Friday, July 20, 2007

Go Outside And Play

If you were born between, say, 1950 and 1970, "go outside and play" was the constant refrain of mothers everywhere in the US. No one was then particularly worried about kidnappers or sex offenders, children roamed neighborhoods in great packs like wild dogs, and mothers just seemed to need a lot of time to bake cookies, hang out laundry, cook the dinner, watch Peyton Place etc., without having to manoeuver around kids draped over the furniture or lying on rugs, playing video games. Actually, back then there were no video games, and daytime TV was not (still isn't) kid-friendly, so what the kids were doing was complaining. "I'm bored," "I'm hungry," "Janey's teasing me," "I can't find my [Malibu Barbie], [GI Joe], [Man O'War model horse]." So mom would get fed up -why does no one ever say they're fed up anymore, anyway?- and tell the kids to go outside and play. Or "go play in the street," if the mom had a sick sense of humor. I loved that, when the moms would say that.

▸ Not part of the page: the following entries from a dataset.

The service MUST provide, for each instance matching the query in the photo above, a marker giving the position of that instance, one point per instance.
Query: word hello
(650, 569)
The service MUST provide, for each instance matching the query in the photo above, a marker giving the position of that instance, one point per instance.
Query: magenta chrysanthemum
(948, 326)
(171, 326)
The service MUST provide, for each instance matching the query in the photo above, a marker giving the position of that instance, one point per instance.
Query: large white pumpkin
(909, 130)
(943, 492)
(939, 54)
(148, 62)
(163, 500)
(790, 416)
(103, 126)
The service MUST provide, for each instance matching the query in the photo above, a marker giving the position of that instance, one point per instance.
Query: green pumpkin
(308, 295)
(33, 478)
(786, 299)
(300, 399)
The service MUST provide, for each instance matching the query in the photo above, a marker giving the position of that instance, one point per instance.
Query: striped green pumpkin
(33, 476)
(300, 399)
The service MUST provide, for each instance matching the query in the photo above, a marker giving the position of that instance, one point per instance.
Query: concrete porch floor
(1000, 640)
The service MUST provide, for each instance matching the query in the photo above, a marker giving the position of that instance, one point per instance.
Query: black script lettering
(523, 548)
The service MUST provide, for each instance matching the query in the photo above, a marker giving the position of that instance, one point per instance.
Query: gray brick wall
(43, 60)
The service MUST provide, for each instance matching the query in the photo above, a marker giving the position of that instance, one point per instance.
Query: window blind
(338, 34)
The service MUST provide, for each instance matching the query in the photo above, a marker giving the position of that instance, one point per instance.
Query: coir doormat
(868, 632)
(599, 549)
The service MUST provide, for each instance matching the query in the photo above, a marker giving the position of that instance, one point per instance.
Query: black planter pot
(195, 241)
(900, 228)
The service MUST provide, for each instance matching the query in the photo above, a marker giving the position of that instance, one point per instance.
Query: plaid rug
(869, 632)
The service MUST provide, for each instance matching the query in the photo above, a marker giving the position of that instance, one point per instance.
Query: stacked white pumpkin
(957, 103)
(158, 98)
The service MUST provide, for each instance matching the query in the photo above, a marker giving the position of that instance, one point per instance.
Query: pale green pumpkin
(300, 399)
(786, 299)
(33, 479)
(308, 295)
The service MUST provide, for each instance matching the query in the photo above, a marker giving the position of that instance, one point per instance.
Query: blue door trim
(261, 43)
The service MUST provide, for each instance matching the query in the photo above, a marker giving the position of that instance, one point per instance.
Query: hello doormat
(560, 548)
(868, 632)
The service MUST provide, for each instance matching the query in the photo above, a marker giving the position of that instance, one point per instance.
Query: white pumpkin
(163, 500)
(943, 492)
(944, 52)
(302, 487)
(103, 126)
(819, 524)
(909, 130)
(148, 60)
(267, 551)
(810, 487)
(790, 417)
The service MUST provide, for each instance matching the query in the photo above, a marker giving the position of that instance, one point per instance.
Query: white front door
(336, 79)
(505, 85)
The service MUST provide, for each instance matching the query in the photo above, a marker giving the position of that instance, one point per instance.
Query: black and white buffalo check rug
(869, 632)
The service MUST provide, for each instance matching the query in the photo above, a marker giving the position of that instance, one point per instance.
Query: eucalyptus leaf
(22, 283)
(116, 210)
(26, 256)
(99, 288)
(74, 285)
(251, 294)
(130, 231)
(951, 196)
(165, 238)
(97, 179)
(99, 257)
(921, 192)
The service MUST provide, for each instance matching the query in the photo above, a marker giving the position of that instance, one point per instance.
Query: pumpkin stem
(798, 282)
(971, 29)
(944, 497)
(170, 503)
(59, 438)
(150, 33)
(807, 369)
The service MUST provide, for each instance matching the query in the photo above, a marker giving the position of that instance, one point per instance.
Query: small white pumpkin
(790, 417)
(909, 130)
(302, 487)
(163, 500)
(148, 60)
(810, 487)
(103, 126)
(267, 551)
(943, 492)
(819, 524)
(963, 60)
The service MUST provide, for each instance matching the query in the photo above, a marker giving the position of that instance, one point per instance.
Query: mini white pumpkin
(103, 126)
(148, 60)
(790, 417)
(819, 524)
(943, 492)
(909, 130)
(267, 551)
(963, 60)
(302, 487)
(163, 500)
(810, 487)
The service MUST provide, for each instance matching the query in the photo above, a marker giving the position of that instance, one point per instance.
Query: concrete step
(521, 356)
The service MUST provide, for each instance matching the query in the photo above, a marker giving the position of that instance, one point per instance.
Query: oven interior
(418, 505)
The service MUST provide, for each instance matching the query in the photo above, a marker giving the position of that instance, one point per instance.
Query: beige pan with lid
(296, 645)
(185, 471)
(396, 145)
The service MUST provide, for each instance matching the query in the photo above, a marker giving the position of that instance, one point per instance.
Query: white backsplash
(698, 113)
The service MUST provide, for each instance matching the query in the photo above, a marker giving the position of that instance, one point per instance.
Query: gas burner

Then the kids would heave big sighs, like it was the worst thing in the world to breathe fresh air, heave themselves out of dad's Laz-y-boy, and shlump out the door, not to return till dinnertime. Well, I have to qualify, here. I was always out the door before mom had to tell me. She actually had to beg me to come in. I was lucky enough to live at the edges of a place and a time that barely exist today, where suburb melted into farm, and farm melted into woods. Almost every day, my friends and I were denizens of forest and field, plucking princess pine vines to wreath around our heads, galloping like horses -we WERE horses, snorting and tossing our manes- leaping into streams, following the trails of animals, just to see where they went, where their hidey-holes were.
It was magic.
I am lucky enough to still have some of those magical places to go. They have not all been swallowed up by housing developments. The place I first rode remains(the horse was kept by a lovely woman who let my horse- crazy friend Holly and I ride and groom her Chincoteague pony - another near-impossibility in this day of liability). It is still a place of wonder, with big cattails growing, and marsh, and the sky always seems to be blue with big puffy clouds. I remember my first gallop there, down the hard-packed dirt paths, though a big field, the saddle slipping, the rough mane in my hands. The dangerous and wild feeling of it. I often try to re-capture that feeling, when going out to play meant that anything could happen, any wonder. Sometimes I can. Today I went out to that same field to collect Queen Anne's lace to press in newspaper for Christmas (when it makes wonderful snowflakes for the tree). As I spread out the paper, started cutting the flat, plate-sized delicate flowers with the sun on my back, I got that feeling, that child-wonder, that feeling of timelessness. I get it when I go rapberry picking in the places they grow wild (I find old sunny graveyards attract raspberries, as the stony tops of hills attract wild blueberries).
So, for today, try to remember that feeling of wonder, try to rekindle it. Go Out And Play, somewhere you have felt that wonder in the past. Take your Happiness Book with you. Plan on spending time to become timeless. Then write it, draw it.